Frank Palazolo was the new kid in our junior year of high school but he immediately launched a campaign for school president. He was the only student in my class with a mustache. He put his face on the posters and won. We were in the high school play, “Teahouse of the August Moon.” Frank played Colonel Wainwright to my Captain Fisby. He had a mischievous sense of humor. During dinner at my parents’ house Frank would say things to embarrass me.
Frank worked for an ad agency and wrote a book called “Presentations Unplugged.” He became a sought after speechwriter, writing for top executives at Kodak and Xerox. We helped Frank with his website and videoed him giving a presentation to Christa Construction executives on how to be an effective salesperson. He wowed them and us.

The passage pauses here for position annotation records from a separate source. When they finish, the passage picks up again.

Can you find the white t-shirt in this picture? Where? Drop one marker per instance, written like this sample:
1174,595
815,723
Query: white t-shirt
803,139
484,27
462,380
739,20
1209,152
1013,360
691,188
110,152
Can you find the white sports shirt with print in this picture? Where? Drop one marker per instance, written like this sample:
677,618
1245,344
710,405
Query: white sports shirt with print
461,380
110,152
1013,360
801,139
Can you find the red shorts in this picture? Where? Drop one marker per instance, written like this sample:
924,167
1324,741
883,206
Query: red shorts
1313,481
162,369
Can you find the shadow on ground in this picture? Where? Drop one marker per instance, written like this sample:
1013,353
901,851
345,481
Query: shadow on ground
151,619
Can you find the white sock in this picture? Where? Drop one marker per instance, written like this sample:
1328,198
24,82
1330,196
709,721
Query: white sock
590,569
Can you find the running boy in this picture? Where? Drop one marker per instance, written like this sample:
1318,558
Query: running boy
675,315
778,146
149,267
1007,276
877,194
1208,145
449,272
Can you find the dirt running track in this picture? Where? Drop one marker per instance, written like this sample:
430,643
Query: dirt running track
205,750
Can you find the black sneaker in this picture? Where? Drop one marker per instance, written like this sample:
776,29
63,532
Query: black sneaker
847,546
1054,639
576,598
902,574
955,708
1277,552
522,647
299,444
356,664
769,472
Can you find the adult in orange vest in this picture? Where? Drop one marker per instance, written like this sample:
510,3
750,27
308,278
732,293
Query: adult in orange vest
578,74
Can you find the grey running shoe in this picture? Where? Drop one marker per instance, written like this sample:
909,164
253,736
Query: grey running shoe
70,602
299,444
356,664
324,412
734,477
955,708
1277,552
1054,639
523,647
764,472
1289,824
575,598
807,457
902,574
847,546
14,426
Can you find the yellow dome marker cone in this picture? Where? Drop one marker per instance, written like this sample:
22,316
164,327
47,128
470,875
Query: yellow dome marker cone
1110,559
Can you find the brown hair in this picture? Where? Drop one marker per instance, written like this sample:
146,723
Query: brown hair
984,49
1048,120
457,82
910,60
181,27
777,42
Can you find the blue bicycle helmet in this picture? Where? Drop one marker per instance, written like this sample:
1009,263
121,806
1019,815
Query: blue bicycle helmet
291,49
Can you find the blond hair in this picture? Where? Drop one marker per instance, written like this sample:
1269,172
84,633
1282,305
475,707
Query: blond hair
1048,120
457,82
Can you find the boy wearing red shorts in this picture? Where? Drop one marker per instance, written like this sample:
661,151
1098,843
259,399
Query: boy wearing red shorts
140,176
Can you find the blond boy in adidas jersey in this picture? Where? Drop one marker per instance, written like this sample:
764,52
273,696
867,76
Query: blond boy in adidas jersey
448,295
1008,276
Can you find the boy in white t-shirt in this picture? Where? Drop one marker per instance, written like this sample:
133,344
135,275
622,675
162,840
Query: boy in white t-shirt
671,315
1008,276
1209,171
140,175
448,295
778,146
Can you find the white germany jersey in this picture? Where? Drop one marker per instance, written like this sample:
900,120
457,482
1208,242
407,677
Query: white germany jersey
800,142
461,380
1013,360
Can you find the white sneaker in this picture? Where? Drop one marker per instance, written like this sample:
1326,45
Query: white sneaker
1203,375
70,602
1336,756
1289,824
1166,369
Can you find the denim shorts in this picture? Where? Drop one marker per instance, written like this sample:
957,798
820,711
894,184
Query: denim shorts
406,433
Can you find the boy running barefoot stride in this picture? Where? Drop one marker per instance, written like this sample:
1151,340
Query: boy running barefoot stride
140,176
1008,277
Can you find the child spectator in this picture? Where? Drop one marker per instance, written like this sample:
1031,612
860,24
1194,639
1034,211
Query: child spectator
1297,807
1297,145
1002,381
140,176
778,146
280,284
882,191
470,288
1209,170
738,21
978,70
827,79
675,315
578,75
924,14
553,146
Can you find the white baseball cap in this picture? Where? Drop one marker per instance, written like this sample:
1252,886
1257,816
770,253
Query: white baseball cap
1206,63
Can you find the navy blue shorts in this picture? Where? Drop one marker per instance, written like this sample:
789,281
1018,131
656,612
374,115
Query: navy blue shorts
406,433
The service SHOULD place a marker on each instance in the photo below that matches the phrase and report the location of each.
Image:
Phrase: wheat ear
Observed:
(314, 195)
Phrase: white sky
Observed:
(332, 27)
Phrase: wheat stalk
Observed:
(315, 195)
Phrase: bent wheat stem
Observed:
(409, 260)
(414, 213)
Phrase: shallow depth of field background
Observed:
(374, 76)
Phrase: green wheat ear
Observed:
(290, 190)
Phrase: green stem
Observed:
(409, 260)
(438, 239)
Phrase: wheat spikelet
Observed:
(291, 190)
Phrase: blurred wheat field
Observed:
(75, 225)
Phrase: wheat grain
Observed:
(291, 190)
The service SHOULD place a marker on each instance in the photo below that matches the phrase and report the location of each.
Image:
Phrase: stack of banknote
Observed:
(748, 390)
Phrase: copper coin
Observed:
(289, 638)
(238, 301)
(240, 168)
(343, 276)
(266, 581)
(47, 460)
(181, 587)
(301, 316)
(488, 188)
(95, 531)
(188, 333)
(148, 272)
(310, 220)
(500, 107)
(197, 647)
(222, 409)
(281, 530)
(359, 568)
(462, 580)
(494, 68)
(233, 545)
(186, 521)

When I was asked to give a talk on my art at the Memorial Art Gallery, Frank insisted I come see him for advice. One thing he told me that I think of all the time was to not thank the organization for inviting you at the beginning of your talk. I remember him saying, “You will never have more of their attention than you will at the opening of your talk. And as soon as you start thanking people they start daydreaming.”
His website, originally set up to market his book, morphed into his blog, “Everyone Is Entitled To My Opinion,” where he gave us his opinion on everything. Peggi and I drove Frank to the last high school reunion. Frank came to most Margaret Explosion shows. He was one of kind and we will miss him.